Flexor Pollicis Longus: A Cadaver Dissection

The flexor pollicis longus (FPL) is an extrinsic muscle of the hand, originating in the forearm to control the flexing of the thumb. It is the only muscle that flexes the final joint of the thumb, the interphalangeal joint, an action required for gripping and fine motor tasks. The FPL is also unique to humans, as in other primates it is either absent or rudimentary.

Anatomical Pathway of the Flexor Pollicis Longus

The FPL originates from a wide area on the anterior surface of the radius, extending from just below the radial tuberosity down toward the pronator quadratus muscle. It also arises from the adjacent interosseous membrane, a fibrous sheet that connects the radius to the ulna. This muscle is situated in the deep compartment of the forearm, beneath more superficial muscles.

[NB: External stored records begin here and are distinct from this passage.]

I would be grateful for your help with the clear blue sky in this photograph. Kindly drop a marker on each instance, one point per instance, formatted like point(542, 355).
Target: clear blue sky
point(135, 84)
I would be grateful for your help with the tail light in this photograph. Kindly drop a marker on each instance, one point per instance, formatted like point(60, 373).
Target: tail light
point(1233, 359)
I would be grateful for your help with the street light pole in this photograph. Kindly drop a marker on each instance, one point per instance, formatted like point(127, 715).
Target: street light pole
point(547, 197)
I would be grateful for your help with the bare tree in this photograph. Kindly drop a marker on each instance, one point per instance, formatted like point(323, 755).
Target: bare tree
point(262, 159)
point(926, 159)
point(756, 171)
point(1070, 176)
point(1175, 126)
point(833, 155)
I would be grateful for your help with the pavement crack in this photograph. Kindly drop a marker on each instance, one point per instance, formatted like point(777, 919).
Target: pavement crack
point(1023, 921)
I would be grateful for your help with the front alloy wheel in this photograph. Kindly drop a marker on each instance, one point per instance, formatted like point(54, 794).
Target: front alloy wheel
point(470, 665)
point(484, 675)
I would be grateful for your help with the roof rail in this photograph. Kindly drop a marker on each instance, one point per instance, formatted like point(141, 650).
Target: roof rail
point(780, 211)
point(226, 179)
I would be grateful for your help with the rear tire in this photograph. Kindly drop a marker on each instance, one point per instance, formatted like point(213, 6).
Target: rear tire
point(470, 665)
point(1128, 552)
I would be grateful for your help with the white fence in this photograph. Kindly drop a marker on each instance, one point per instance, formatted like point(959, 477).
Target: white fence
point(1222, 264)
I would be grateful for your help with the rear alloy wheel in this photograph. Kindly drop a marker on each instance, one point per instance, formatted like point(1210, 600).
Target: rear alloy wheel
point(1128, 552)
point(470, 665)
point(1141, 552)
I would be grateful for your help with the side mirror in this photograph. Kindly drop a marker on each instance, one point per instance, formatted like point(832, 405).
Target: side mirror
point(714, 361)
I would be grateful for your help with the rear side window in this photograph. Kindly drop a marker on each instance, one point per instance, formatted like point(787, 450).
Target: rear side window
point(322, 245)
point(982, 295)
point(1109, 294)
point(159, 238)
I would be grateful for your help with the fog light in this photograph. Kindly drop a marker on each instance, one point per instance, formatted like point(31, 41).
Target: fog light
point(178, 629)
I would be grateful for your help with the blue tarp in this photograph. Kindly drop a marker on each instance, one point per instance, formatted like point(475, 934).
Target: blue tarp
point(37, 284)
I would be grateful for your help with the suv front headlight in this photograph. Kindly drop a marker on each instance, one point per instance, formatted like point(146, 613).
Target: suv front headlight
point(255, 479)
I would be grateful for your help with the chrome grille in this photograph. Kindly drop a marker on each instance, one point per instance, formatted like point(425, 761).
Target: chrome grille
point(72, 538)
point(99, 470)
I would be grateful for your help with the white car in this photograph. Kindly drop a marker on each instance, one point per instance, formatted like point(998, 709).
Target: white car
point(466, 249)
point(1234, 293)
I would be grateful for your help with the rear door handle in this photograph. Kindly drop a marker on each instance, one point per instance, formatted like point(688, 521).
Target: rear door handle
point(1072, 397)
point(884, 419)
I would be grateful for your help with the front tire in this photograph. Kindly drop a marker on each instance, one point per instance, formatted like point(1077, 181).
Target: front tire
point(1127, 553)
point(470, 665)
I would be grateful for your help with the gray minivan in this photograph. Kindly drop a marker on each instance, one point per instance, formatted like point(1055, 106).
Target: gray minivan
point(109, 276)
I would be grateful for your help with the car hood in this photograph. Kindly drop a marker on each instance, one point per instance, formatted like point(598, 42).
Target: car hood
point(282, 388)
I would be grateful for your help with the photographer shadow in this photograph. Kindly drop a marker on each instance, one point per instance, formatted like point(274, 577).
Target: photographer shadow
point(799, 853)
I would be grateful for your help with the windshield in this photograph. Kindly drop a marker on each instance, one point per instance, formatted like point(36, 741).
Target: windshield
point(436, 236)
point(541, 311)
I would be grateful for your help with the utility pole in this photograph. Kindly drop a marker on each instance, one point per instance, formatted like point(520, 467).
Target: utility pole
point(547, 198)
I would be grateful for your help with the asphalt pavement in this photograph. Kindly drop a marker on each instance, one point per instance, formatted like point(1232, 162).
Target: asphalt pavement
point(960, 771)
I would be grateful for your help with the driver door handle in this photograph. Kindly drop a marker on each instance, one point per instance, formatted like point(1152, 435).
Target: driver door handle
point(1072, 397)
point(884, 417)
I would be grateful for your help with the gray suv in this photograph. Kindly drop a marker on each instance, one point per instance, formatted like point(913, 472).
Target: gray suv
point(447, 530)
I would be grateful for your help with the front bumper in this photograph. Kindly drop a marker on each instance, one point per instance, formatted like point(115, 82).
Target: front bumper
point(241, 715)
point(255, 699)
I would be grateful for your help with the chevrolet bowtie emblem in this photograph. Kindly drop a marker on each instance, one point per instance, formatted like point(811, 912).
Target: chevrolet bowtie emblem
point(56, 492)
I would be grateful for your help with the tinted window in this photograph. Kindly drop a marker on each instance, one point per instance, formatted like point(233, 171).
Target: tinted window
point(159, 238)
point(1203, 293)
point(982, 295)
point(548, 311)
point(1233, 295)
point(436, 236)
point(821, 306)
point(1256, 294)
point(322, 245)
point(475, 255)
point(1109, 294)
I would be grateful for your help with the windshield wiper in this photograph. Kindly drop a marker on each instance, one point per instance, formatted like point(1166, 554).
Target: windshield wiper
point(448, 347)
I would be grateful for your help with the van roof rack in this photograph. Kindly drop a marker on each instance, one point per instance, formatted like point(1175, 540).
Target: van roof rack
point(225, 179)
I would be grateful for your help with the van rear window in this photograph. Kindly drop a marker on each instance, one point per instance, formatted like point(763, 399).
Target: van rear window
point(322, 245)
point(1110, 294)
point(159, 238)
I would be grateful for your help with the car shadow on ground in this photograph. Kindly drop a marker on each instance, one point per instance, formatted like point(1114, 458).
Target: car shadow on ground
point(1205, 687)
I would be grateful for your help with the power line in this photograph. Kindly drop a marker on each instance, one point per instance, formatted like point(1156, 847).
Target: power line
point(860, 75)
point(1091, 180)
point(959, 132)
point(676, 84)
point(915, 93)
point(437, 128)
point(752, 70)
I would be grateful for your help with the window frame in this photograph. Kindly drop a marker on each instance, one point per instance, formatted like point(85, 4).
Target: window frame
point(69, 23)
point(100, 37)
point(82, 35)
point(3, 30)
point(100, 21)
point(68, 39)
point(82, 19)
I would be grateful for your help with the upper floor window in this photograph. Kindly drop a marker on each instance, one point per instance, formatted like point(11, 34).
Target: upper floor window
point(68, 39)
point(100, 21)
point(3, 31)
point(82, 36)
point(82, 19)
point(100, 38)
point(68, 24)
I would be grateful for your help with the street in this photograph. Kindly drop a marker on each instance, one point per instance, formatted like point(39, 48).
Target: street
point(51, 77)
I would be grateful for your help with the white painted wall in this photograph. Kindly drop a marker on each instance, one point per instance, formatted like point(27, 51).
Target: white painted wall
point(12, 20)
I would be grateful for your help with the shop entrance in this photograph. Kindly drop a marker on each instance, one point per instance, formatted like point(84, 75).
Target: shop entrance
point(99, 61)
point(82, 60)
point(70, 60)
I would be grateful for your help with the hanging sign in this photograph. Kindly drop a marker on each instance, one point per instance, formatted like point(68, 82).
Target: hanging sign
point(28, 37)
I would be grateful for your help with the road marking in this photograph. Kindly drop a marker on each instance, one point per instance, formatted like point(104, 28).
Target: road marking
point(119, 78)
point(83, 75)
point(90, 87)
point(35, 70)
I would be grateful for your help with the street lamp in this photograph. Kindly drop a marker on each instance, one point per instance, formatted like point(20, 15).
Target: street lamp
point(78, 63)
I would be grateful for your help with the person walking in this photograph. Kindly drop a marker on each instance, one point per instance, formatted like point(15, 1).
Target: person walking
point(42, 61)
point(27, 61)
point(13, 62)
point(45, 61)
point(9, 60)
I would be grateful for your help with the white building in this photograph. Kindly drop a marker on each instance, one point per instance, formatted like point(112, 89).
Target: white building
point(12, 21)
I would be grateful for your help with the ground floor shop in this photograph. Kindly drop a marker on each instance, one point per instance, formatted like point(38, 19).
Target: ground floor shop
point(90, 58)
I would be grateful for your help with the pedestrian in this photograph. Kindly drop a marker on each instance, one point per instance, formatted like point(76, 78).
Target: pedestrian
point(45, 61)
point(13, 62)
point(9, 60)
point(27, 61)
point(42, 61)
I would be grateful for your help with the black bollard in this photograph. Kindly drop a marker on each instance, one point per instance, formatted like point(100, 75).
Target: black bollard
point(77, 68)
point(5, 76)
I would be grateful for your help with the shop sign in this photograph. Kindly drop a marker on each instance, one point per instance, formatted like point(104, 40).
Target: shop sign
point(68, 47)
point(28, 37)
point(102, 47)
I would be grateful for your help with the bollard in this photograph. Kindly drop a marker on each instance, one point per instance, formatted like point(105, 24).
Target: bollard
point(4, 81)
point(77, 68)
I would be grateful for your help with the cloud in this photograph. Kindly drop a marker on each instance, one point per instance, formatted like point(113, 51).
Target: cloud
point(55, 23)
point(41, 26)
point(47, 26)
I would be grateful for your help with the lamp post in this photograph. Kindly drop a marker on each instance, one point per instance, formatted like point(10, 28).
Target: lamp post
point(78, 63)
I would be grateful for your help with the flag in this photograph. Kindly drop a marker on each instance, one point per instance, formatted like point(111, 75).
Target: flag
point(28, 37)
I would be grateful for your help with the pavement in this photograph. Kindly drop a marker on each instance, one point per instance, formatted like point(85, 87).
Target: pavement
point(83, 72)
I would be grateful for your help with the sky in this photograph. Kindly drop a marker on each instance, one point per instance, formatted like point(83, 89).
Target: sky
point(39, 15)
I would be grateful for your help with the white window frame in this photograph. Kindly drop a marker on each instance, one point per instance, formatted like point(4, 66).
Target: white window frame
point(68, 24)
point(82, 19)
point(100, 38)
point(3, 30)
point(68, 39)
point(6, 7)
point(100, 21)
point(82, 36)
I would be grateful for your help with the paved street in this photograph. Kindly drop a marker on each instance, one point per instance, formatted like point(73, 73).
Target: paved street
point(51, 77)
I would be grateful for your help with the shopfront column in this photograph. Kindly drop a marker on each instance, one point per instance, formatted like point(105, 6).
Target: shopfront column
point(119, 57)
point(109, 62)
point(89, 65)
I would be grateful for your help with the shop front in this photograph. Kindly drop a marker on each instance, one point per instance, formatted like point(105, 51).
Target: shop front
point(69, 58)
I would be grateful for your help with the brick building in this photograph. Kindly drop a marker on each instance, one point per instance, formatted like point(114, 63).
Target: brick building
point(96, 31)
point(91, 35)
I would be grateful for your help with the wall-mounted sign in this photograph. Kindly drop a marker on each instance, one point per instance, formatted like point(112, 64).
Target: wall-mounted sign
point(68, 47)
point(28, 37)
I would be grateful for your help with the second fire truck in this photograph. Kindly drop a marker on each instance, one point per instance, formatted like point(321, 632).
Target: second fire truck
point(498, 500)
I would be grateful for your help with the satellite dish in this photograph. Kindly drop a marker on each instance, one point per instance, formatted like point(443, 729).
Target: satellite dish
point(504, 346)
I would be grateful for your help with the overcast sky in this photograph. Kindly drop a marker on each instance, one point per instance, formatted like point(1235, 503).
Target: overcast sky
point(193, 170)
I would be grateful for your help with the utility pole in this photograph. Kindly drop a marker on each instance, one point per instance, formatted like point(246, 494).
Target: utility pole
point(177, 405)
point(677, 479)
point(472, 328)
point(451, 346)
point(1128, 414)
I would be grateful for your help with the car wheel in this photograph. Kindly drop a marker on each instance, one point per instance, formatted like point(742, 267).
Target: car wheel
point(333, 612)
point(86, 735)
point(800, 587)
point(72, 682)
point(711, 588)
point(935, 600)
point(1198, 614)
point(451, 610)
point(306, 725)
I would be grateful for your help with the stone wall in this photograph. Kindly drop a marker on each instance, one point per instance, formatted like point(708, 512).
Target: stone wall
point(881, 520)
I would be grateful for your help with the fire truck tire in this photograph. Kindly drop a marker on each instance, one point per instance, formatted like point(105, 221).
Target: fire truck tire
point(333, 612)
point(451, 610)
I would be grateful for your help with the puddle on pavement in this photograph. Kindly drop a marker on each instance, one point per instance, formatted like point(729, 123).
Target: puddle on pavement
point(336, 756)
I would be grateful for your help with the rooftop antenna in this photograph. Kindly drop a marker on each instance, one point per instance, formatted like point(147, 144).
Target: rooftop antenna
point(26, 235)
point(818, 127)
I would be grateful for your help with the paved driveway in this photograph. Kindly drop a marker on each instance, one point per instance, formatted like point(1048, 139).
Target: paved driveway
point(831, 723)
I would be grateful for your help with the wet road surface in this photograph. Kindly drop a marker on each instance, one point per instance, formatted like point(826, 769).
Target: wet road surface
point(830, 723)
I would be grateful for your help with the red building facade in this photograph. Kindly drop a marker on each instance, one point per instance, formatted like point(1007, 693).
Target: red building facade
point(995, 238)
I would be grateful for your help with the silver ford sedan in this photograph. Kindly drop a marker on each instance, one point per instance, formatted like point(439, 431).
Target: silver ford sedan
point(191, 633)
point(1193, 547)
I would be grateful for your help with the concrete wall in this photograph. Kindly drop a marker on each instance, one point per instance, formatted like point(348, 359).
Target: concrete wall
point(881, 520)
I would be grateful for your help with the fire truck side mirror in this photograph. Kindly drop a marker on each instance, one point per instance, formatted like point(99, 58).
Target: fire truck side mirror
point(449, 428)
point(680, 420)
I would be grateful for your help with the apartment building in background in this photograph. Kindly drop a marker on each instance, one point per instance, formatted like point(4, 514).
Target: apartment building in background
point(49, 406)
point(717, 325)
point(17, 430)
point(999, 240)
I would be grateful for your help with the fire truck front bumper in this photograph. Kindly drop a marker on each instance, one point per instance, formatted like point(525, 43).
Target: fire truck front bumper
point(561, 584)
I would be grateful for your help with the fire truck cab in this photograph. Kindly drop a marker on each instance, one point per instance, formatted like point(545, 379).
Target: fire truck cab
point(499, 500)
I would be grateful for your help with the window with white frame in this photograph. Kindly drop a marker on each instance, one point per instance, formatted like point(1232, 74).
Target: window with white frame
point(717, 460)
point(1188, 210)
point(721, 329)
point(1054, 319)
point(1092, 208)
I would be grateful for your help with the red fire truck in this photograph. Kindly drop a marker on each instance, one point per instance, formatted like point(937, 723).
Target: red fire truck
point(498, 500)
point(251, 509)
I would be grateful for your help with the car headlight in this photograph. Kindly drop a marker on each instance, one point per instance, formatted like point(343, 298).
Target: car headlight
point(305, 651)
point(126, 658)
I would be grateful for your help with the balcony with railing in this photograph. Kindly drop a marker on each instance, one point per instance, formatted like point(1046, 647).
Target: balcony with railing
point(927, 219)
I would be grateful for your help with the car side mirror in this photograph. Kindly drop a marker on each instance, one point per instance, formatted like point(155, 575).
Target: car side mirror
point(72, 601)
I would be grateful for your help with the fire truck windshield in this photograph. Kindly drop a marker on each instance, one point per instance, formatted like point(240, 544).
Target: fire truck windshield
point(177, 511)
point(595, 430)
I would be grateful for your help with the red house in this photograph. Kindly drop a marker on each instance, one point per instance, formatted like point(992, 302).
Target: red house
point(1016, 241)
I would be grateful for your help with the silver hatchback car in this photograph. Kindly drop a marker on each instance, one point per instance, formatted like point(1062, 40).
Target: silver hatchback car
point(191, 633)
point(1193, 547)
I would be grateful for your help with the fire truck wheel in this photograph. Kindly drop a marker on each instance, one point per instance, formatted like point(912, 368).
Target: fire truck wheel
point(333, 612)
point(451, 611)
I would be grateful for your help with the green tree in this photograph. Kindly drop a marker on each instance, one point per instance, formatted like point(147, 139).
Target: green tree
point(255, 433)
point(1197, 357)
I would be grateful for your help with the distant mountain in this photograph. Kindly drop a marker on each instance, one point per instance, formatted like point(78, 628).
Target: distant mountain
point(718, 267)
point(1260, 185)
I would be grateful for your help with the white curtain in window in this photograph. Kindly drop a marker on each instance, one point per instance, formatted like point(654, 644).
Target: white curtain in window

From its origin, the muscle fibers form a flattened tendon that travels down the forearm. This tendon passes through the carpal tunnel, a narrow passageway in the wrist formed by bones and ligaments. Within the carpal tunnel, the FPL tendon is the most radial structure, meaning it is closest to the thumb side, and is enclosed in its own synovial sheath to help it glide smoothly.

After exiting the carpal tunnel, the tendon runs along the palmar aspect of the thumb. It is positioned between parts of the opponens pollicis and adductor pollicis muscles. The tendon inserts onto the base of the distal phalanx, which is the last bone at the tip of the thumb.

Key Structures for Cadaveric Identification

During a cadaveric dissection, identifying the FPL requires locating it relative to its neighboring structures. The FPL lies in the deep flexor compartment of the forearm alongside the flexor digitorum profundus (FDP). The FPL is positioned lateral to the FDP, meaning it is on the side closer to the thumb. More superficial is the flexor digitorum superficialis (FDS), which covers both deep muscles.

A reliable method for confirming the FPL’s identity is to locate the neurovascular bundle that runs between it and the FDP. The anterior interosseous nerve and the anterior interosseous artery and vein are situated on the interosseous membrane, nestled in the groove between these two muscles. Exposing this bundle provides a clear landmark that separates the FPL from the FDP.

Near the wrist, the FPL tendon can be distinguished as it enters the carpal tunnel. Following the prominent flexor carpi radialis (FCR) tendon is a good approach. The FPL tendon is located immediately deep and slightly to the thumb side of the FCR tendon, which helps confirm its identity before it enters the hand.

Anatomical Variations Observed in Dissection

Anatomical structures are not always uniform, and the FPL is subject to several common variations. The most notable is the Linburg-Comstock anomaly, which is a tendinous connection between the FPL and the flexor digitorum profundus (FDP) tendon of the index finger. This interconnection can result in the inability to flex the tip of the thumb without also unintentionally flexing the tip of the index finger.

The prevalence of the Linburg-Comstock anomaly is high, present in over 40% of individuals, with about half of those cases occurring bilaterally. While most people with this connection are unaware of it, it can sometimes cause pain or a feeling of tightness in the forearm or palm with repetitive hand use.

Another frequent variation is an accessory head of the FPL, sometimes called Gantzer’s muscle. This accessory muscle belly can originate from the medial epicondyle of the humerus or the coronoid process of the ulna, and it merges with the main FPL muscle belly or its tendon. This variation is observed in a substantial number of cadavers, with some studies reporting a prevalence of around 48%.

Clinical Relevance Informed by Cadaveric Anatomy

Understanding the FPL’s anatomical course has direct applications in medicine. For surgeons repairing a lacerated or ruptured FPL tendon, knowing its exact path through the carpal tunnel and its relation to other tendons is necessary for a successful outcome. Ruptures can occur after certain wrist fracture repairs, particularly if a surgical plate irritates the tendon where it passes over the distal radius.

The distinct synovial sheath that surrounds the FPL tendon is also clinically important. This sheath can become inflamed and thickened, a condition known as stenosing tenosynovitis, or “trigger thumb.” This causes the tendon to catch as it tries to glide, resulting in a painful clicking or locking of the thumb. Treatment often involves a surgical release of the constricted pulley that holds the tendon down.

The FPL’s close proximity to the median nerve within the carpal tunnel is a consideration during carpal tunnel release surgery. Surgeons must be aware of the FPL tendon’s position to avoid injuring it while decompressing the nerve. The presence of an accessory head (Gantzer’s muscle) can also be relevant, as it may compress the anterior interosseous nerve, leading to a specific type of nerve palsy.